Failure to Complete PASARR Screening Prior to Admission
Penalty
Summary
Facility staff failed to implement PASARR (Preadmission Screening and Resident Review) requirements for one resident. Specifically, the clinical record review for this resident did not contain evidence of a completed Level I PASARR screening upon admission. The resident was admitted from a sister facility, and the omission was not identified or rectified prior to or at the time of admission. During interviews, the director of social services confirmed that all residents should have a Level I PASARR completed, and that the admissions department is responsible for ensuring this is done before admission. If not completed, the director of social services would typically complete it. However, in this case, the process was not followed, and the required screening was not present in the resident's record. Facility policy also specifies the steps for ensuring PASARR completion, but these were not adhered to for this resident.

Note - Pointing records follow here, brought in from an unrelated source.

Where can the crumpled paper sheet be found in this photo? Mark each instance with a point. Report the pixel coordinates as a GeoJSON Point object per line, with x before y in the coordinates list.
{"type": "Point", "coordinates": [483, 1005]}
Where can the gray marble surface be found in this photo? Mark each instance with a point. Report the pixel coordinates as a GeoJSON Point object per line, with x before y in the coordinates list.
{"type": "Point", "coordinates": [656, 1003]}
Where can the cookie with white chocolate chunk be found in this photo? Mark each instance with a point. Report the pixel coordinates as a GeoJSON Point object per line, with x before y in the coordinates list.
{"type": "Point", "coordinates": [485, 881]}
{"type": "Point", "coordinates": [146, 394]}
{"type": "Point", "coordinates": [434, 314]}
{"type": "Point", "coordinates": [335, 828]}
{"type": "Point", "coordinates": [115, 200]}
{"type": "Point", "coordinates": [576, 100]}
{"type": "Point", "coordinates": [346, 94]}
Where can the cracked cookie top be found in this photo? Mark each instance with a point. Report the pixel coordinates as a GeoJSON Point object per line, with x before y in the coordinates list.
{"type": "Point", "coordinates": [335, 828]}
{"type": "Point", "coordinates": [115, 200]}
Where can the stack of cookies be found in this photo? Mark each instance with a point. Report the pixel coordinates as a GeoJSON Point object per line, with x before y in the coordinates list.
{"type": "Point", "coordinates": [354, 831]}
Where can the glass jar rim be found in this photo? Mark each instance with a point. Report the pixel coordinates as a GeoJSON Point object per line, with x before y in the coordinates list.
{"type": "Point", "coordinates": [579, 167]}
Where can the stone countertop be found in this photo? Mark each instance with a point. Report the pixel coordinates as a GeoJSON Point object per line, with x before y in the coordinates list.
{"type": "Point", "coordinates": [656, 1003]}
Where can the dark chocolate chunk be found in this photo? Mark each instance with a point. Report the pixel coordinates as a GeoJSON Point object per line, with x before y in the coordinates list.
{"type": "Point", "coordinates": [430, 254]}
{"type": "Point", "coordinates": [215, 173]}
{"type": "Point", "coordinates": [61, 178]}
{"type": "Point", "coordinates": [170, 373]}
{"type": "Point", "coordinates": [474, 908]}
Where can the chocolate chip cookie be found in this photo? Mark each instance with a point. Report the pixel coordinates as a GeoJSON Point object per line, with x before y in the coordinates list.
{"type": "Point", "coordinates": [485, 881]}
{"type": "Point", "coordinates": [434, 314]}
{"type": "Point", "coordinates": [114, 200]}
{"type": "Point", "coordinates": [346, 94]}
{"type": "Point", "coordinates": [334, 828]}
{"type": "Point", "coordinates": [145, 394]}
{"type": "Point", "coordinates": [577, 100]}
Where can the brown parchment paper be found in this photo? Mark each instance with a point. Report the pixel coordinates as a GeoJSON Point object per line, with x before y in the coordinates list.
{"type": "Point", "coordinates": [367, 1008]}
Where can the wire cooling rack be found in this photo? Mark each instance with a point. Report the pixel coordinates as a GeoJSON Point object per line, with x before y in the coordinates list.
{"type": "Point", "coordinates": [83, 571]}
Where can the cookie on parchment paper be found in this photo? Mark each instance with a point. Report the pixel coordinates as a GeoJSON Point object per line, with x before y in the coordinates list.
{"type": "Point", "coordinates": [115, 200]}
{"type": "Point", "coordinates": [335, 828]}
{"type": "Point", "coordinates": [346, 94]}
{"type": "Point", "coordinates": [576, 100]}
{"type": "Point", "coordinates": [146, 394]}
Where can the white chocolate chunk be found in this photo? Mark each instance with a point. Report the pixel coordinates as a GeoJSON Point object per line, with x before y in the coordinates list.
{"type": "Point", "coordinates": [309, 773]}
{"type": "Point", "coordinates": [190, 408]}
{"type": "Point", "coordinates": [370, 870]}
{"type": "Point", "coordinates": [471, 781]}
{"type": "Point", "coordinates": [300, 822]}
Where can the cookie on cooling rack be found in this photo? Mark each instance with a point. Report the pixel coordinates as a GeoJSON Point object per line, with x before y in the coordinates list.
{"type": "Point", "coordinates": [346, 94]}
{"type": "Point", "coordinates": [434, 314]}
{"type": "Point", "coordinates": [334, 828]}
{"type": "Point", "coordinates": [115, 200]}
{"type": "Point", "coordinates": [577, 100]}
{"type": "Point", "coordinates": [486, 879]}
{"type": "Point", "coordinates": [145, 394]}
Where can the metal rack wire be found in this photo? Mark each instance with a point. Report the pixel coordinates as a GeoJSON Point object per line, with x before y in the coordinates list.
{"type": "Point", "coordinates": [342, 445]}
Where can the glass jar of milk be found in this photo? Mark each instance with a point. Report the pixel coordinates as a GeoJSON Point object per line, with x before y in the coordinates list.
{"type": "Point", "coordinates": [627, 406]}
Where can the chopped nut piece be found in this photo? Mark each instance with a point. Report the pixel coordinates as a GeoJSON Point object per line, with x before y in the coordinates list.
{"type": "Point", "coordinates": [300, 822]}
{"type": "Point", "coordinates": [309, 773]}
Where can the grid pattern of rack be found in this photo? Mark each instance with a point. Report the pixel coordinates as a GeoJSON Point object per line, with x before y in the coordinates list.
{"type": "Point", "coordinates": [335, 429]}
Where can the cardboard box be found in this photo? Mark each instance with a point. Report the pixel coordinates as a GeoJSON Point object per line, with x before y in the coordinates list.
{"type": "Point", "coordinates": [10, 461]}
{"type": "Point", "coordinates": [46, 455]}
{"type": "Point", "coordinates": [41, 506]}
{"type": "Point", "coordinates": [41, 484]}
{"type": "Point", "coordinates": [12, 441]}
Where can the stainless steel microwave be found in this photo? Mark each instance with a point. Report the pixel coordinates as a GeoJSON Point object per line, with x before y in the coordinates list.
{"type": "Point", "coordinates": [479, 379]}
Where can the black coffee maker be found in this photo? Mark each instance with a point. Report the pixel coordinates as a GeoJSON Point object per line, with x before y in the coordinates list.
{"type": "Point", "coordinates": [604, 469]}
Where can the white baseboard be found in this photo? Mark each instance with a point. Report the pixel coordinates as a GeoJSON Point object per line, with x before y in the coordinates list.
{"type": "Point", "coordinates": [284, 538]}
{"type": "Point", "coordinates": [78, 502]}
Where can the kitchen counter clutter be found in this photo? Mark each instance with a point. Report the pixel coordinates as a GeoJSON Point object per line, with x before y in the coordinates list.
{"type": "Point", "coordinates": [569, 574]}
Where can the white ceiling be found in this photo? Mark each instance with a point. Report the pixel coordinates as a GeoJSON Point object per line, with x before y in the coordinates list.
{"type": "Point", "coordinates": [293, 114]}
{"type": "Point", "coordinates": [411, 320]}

Failure to Complete PASARR Screenings Prior to Admission
Penalty
Summary
Facility staff failed to ensure that a Pre-admission Screening and Resident Review (PASARR) was completed prior to admission for four residents with mental health or intellectual disability diagnoses. For one resident with bipolar disorder, anxiety, and dementia, no PASARR documentation was found in the electronic health record, and the only available document was an incomplete and outdated PASARR II embedded in a Medicaid Assisted Living Annual Reassessment. The facility had experienced frequent turnover in the social worker position, resulting in a lack of oversight for preadmission screenings. Another resident with bipolar disorder and other medical conditions was admitted without a PASARR Level I being completed prior to admission from an acute care hospital. The resident was receiving psychotropic medications, and staff interviews confirmed that no PASARR documentation was found in the clinical record. The facility's policy required PASARR screenings to be completed and documented prior to admission, but this was not followed. Two additional residents, one with PTSD, major depressive disorder, and mood disorder, and another with schizoaffective disorder and moderate cognitive impairment, were also admitted without PASARR Level I screenings. Staff interviews and record reviews confirmed that no PASARR documentation was present for these residents, and staff acknowledged that the screenings should have been completed prior to admission. The deficiency was identified through observation, clinical record review, and staff interviews.